Cervical cancer is the second most common cancer in women worldwide, despite many steps taken to reduce disease burden in past decades [
1]. Infection with HPV subtypes such as HPV 16, 18, 31, and 33 greatly increases the risk of cancer and plays a central role in the development of ~99.5 % of cervical cancers [
2]. The E6 and E7 oncoproteins have been shown to be main mediators of the development of HPV-induced cervical carcinoma [
3]. The cancer stem cell (CSC) hypothesis states that a tumor has a hierarchical cellular structure in which only a small subpopulation, referred to as cancer stem cells, is capable of tumorigenesis [
4]. CSCs possess stem cell-like properties of self-renewal and can differentiate into non-stem tumor cells. CSCs have been reported in multiple types of solid tumor and in cultured cancer cell lines, including brain, breast, colon prostate, and cervical cancer cell lines [
5]. CSCs have been identified and characterized in cervical cancer cell lines, but there are hardly any reports of CSCs in samples from patients with cervical cancer [
6]. ALDH, CD133, and Sox2 have been identified as the first putative CSC markers in human cervical carcinoma [
6]. A study demonstrated the use of CD44 and cytokeratin 17 cell surface markers to enrich a cervical CSC population [
3]. Further, another investigation revealed that an enriched cervical cancer cellular pool possesses tumorigenic capacity and expresses stemness-related genes (
Oct-3/4 and
Sox2) [
7]. Moreover, CSCs are responsible for cancer recurrence. Based on these reports, further cancer therapies might focus on the elimination of CSCs [
8]. Moreover, epithelial-to-mesenchymal transition (EMT) is a major cause of CSC progression and differentiation [
9]. Hence, development of innovative therapeutics is required.

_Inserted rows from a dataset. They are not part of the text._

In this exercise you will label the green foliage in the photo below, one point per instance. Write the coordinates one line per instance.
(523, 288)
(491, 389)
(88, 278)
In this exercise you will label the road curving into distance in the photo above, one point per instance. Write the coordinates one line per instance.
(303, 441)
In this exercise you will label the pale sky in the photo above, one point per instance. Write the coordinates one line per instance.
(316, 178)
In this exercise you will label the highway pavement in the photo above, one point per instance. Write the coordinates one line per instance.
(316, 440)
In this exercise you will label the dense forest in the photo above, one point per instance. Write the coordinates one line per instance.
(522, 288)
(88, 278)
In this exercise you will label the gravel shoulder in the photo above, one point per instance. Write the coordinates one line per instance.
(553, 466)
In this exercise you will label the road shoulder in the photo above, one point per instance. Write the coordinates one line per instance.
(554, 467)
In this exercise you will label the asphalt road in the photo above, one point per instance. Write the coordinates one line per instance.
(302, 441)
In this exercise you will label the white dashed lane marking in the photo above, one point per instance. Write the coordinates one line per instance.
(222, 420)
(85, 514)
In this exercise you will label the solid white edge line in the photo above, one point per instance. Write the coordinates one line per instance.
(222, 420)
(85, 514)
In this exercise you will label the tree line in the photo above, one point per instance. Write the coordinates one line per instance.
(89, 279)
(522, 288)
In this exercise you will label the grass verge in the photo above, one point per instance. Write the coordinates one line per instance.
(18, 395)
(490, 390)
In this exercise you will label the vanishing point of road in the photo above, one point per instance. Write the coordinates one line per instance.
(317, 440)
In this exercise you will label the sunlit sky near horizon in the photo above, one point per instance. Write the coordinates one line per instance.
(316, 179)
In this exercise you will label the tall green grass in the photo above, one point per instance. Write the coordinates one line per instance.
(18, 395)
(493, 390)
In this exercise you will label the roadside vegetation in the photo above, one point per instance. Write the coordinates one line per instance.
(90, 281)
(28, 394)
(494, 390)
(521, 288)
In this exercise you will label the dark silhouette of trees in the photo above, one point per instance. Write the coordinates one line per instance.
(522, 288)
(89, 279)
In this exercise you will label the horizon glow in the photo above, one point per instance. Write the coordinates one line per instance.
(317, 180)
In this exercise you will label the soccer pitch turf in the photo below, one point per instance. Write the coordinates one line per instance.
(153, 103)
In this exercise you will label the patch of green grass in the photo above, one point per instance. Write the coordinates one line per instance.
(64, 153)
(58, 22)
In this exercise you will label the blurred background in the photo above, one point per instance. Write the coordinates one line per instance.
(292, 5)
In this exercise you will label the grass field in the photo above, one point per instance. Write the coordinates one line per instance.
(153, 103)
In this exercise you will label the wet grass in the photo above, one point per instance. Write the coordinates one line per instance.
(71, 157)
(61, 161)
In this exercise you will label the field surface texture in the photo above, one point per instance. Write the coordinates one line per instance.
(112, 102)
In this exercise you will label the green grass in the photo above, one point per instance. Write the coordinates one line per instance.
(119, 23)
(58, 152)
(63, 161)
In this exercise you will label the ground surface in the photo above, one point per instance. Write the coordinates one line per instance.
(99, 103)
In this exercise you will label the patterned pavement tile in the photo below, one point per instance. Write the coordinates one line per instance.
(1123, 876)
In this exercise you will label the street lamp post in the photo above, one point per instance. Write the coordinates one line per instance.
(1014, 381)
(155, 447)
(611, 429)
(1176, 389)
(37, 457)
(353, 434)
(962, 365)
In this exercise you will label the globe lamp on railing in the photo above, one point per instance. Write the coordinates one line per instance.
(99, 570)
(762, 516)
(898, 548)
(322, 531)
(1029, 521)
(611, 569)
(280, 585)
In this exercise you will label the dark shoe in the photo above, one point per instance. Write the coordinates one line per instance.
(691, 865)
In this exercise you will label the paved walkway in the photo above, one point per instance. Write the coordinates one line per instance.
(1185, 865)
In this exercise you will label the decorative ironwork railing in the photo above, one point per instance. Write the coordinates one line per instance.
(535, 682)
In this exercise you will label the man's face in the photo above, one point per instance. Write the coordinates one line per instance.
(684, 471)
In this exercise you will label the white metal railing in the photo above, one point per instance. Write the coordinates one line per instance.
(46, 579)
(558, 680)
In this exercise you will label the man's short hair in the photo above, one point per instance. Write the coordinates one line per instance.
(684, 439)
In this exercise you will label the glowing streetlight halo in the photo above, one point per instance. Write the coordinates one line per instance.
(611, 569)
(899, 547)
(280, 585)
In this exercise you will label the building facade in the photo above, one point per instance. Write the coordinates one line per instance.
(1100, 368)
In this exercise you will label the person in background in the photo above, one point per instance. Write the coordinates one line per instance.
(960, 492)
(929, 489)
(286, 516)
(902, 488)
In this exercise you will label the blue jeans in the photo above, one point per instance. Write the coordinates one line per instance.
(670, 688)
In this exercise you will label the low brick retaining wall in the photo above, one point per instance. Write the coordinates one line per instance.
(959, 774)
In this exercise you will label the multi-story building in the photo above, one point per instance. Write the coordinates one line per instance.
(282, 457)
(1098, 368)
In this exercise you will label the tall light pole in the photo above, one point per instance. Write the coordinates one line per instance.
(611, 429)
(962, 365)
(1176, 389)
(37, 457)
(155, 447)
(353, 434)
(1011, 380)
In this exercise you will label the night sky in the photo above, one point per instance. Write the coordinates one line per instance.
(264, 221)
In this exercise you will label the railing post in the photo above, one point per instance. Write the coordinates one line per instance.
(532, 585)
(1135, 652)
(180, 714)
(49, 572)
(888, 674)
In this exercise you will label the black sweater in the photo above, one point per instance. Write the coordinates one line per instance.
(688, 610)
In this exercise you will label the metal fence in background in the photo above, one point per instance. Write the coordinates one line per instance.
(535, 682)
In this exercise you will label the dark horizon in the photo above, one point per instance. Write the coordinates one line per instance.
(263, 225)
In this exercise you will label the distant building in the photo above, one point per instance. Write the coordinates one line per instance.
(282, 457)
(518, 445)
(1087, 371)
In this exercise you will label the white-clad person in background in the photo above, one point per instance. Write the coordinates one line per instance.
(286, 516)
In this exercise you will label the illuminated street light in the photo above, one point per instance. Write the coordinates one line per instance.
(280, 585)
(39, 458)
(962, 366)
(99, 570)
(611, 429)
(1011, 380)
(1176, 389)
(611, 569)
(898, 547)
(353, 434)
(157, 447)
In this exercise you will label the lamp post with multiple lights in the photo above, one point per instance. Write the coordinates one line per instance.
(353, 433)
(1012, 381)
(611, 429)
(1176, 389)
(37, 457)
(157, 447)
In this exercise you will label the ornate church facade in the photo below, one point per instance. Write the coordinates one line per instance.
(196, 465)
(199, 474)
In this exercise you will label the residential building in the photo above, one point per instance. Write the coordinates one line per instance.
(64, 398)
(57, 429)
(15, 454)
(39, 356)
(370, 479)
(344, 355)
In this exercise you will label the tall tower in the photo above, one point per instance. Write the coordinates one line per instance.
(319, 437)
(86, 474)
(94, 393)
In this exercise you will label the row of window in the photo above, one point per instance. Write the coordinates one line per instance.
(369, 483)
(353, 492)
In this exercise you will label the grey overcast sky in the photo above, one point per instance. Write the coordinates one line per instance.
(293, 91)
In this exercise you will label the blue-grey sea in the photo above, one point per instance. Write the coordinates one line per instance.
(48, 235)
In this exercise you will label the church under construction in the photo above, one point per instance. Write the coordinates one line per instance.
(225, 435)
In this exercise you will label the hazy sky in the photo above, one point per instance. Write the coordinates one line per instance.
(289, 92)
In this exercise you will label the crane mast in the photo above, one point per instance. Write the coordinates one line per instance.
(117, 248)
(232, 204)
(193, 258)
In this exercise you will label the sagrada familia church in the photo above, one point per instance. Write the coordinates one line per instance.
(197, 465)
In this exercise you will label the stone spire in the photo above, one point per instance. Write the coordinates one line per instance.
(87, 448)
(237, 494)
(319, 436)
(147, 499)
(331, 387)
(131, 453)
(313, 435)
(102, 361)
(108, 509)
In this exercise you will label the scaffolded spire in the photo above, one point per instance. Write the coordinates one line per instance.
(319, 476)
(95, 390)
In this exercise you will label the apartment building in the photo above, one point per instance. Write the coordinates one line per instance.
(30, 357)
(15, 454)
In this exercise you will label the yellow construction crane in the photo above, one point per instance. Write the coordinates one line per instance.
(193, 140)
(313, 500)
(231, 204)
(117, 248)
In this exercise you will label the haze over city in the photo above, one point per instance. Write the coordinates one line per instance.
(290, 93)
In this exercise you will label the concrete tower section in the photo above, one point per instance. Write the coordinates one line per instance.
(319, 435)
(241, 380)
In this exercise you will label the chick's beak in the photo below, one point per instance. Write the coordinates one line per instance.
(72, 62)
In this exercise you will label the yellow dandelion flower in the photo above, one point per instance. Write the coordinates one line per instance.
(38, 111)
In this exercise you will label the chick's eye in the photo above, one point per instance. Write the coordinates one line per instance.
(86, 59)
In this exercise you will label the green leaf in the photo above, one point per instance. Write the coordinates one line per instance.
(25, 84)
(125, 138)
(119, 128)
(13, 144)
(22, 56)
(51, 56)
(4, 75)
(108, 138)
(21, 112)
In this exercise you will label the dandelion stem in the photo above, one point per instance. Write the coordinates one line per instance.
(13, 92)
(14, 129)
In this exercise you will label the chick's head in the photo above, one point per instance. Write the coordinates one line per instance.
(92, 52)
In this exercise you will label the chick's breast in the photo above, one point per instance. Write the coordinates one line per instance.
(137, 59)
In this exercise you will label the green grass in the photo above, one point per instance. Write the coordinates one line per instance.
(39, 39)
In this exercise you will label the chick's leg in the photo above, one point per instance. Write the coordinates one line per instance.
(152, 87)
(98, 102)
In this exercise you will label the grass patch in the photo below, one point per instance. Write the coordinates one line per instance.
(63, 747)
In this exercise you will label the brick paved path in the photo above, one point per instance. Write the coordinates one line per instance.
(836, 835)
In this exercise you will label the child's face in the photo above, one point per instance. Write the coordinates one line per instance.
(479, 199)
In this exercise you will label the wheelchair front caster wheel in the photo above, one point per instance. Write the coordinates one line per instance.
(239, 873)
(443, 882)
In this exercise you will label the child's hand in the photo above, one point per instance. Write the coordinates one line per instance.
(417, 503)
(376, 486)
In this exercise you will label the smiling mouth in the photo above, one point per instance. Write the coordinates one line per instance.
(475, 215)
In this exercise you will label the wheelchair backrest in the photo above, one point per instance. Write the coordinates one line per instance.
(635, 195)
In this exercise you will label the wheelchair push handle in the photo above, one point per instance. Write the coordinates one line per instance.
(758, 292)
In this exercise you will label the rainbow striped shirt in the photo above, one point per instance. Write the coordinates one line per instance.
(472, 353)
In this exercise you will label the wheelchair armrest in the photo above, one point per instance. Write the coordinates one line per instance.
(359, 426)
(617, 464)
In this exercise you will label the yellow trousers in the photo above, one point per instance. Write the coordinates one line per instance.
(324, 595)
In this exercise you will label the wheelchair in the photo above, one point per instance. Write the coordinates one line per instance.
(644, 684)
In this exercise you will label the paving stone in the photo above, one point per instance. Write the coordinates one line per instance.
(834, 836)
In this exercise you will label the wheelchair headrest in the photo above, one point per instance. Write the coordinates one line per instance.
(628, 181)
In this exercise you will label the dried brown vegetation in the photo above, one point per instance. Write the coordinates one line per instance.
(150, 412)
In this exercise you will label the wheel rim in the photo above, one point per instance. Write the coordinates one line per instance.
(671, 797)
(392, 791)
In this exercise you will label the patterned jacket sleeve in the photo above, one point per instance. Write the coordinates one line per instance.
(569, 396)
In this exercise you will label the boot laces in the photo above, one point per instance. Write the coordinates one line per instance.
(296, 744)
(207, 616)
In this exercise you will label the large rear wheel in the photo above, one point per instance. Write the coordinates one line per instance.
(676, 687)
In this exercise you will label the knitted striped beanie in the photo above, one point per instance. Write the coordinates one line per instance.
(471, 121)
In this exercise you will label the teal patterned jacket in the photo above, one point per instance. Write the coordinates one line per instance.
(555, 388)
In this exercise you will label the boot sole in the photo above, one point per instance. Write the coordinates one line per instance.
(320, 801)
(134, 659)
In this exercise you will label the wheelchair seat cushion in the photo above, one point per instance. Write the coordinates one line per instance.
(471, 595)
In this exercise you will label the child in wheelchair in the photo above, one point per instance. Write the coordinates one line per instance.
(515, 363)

Herbal medicines have been used to treat various diseases since ancient times in many Asian countries. Herbal medicines are extracted from traditional Asian medical plants and have therapeutic activities against cancers, angiogenesis, and metastasis in the absence of observable in vivo side effects [
10]. Previously we reported that A1E, an extract formulated from 11 Asian traditional medicinal plants, consists of several compounds that target pathways such as the E6 and E7 pathway and mitochondrial intrinsic pathway. A1E inhibits E6 and E7 oncogenes and induces intrinsic apoptosis via p53/pRb dependent pathways and a mitochondria-mediated pathway [
11]. Furthermore, A1E induces apoptosis via activation of both extrinsic and intrinsic pathways and the inhibition of PI3K/Akt survival signaling pathways in lung cancer cells [
12]. Based on these data, we investigated whether A1E can regulate EMT, CSC self-renewal, and stemness-related gene expression in cervical cancer cells. Our data suggest that A1E can inhibit CSCs and reduce the expression of stemness markers. Treating CSCs with A1E may be a potential therapy for cervical cancer.